I still wanted to translate the Carmen and offer the best translation ever realised in English.
When the photographs arrived in late July, I went to work again. Instead of wondering what the manuscript really said while working from other historians' transcriptions, I could see for myself and make my own judgements. It was transformational. The transcription and translation that resulted were stronger and I stand ready to defend them.
There were still a few errors, but the helpful review of some of the friendlier academics and Latinists helped hone and polish the translation. I am particularly grateful to John Gillingham, David Bates and Elisabeth Van Houts - all professors of medieval history - and to Stephen Jenkins, Valerie Eads and Catherine Bilow who provided useful guidance on improving my grasp of Latin. Publish-on-demand allows updating the text as errors and infelicities come to light, so I will gratefully receive all criticism that is aimed at strengthening the text.
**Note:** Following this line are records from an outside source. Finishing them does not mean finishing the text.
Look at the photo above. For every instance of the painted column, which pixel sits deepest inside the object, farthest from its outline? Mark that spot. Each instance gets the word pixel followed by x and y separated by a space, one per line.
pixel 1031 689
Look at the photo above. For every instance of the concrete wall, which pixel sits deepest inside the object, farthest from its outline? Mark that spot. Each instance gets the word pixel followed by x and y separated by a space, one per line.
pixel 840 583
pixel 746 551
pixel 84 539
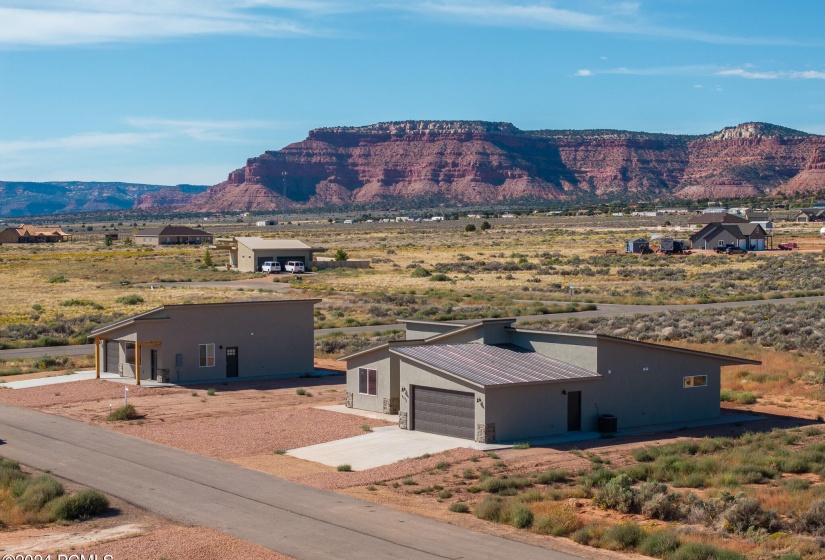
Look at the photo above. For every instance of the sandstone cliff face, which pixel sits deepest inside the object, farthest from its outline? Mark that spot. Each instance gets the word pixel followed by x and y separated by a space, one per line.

Engaging with historians and reading more broadly meant my analysis of the text improved markedly as I became aware of a richer context for the events of the Carmen. I am particularly proud of three edits from last fall. One is realising the distinction between tribute and customs duties in the Carmen, so that William grants relief from tribute to Winchester, settling for merely payment of customs levies. For that I am grateful to Niel Middleton for his paper Early medieval port customs, tolls and controls on foreign trade. The second was the realisation that Norman names might be distinct from English names for the same places, for which I am grateful to David Georgi for Language Made Visible: The Invention of French in England after the Norman Conquest. And finally, I came across a medieval text on mathematics that allowed me to translate to my own satisfaction the number of troops accompanying William on the Norman Conquest. These lines of the Carmen have been maddeningly elusive for all translators, but it turns out this was because we missed the joke. There was a medieval pun explained in a maths treatise which unravelled the mystery: ten times ten times ten is a thousand and therefore a cube. And five thousand more makes six thousand troops. Guy d'Amiens was an entertainer, educator and poet, and wove the maths pun into the Carmen.
All I ever wanted to do was to express the Carmen in English accurately. I hope to have done that now. Perhaps there may still be edits, but for the past three months I've been content. That's a record since I discovered the Carmen.